Two liberal Senators have followed the lead of liberal Democratic House lawmakers and introduced a Senate counterpart to the proposed Medical Device Safety Act of 2008. The bill would overturn the Supreme Court’s decision in Reigel v. Medtronic, which properly confirmed preemption of state tort suits for FDA-approved medical devices. The bill would permit individuals to sue device makers under state tort laws, and permit state court juries to second-guess the expert decisions of federal regulators. The bill would also encourage the creation of a 50-state hodge-podge of tort-based rules impossible for a manufacturer to comply with.
Sens. Edward Kennedy (D-Mass.) and Patrick Leahy (D-Vt.) introduced the companion bill to H.R. 6381, which has 62 co-sponsors in the House, and which was introduced in the House in June by Reps. Frank Pallone (D-N.J.) and Henry Waxman (D-Calif.). The Senators’ introductory statement can be viewed here.
MassTortDefense has posted on preemption, including here and here.
The Wall Street Journal weighed in on these issues in an editorial August 13th. Describing the Supreme Court’s “sensible 8-1 ruling earlier this year” in Riegel v. Medtronic, the Journal noted how the FDA’s authority to approve a drug or device pre-empts state product liability laws. “The Court’s decision makes sense for many reasons, not least to avoid creating a sort of double-jeopardy for companies — first having to run the FDA approval maze, then allowing a nationwide quilt of different laws and standards to second-guess that approval.” In 1976 Congress passed the Medical Device Amendments, establishing a national standard with express pre-emption language barring states from imposing their own requirements.

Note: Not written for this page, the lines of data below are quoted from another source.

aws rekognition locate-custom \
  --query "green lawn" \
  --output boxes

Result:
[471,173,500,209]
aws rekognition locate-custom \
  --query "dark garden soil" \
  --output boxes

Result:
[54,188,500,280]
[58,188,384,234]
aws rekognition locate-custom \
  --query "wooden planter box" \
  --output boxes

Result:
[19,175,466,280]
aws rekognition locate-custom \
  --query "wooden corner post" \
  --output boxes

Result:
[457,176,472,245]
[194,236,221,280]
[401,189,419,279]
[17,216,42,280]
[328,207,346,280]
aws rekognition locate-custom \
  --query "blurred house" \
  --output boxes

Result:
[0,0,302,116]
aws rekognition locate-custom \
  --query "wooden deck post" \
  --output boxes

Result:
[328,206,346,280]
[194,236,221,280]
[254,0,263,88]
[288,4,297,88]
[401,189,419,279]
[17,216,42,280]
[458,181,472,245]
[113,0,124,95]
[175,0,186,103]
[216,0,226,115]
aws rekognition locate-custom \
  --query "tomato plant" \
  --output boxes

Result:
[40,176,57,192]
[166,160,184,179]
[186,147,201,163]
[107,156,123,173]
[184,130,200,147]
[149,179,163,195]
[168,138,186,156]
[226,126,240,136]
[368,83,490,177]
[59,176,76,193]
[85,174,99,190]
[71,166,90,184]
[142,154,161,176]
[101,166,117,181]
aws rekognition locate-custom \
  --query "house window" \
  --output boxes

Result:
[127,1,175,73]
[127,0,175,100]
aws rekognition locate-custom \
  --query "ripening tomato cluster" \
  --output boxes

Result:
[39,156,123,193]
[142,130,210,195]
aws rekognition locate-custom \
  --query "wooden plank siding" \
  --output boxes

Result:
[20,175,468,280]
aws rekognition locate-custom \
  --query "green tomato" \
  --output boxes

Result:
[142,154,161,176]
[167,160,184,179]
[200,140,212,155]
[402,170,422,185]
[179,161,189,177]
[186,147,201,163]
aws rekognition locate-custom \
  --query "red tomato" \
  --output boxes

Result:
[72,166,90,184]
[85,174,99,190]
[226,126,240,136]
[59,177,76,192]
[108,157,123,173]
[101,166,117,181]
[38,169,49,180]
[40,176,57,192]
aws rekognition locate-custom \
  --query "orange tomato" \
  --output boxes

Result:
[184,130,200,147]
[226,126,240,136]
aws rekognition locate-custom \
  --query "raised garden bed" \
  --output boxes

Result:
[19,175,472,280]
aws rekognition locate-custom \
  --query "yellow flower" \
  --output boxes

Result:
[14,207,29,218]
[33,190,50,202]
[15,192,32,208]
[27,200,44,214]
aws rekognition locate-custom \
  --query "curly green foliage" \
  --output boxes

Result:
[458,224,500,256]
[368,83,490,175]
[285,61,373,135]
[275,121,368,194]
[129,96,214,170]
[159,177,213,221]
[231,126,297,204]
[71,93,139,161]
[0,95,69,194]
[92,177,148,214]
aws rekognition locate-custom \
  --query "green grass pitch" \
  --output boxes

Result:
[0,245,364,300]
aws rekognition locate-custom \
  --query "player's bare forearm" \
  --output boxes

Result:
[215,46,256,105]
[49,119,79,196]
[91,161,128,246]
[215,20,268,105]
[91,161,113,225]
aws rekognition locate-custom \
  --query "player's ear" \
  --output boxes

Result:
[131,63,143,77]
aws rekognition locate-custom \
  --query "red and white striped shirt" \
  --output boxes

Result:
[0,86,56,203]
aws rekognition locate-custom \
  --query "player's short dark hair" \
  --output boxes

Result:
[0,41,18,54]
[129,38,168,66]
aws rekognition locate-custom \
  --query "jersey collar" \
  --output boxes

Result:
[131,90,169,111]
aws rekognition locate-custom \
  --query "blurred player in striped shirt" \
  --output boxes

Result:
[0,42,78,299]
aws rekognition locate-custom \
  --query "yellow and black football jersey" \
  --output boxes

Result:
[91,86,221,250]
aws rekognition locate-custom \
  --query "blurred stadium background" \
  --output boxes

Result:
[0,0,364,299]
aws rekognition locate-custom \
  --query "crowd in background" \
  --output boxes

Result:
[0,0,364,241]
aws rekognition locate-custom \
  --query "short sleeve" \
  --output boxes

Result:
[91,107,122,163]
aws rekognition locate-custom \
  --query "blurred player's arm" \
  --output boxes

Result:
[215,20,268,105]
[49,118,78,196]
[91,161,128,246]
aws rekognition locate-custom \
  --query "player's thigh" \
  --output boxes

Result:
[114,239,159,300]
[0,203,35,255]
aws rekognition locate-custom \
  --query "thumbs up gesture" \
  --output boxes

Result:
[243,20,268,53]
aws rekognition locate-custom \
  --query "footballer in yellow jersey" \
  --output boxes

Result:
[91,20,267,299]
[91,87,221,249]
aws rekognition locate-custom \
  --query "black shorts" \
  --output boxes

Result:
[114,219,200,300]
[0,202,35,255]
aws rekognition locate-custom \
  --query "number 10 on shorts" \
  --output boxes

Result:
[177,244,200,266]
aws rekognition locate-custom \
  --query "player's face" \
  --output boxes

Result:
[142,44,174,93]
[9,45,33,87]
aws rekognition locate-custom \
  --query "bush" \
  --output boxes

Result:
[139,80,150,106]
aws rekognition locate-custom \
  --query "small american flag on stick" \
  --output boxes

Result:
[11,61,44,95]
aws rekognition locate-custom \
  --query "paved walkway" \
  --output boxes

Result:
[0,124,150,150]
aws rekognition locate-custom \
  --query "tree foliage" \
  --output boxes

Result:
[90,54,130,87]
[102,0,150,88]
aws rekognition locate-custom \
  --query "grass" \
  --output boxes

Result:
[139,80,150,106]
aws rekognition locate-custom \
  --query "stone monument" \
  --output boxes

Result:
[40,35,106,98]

Democratic House member Henry Waxman said the decision “strips consumers of the rights they’ve had for decades.” Who writes this stuff for Henry?, asks the WSJ. Far from representing a radical departure in the law, “the Court’s reasoning upheld what had become a common opinion in the federal court system. In half a dozen holdings, federal circuit courts had already ruled in favor of pre-emption, covering states from Texas to Illinois to Pennsylvania.”
The Journal observed, “What Mr. Waxman really wants to restore is the trial lawyer bingo that can net jackpot jury awards while wreaking havoc on national standards. The FDA approval process is infamously labyrinthine, requiring years and tens of millions of dollars in investment to prove a device is safe and effective.” Of the 8-1 vote, the editorial mentioned, “You’ve got to love it when the tort bar and Democrats accuse those notorious right-wing Justices Stephen Breyer, Anthony Kennedy and David Souter — who joined the majority opinion — of being the greedy tools of business. Another liberal, John Paul Stevens, joined the majority with some caveats.”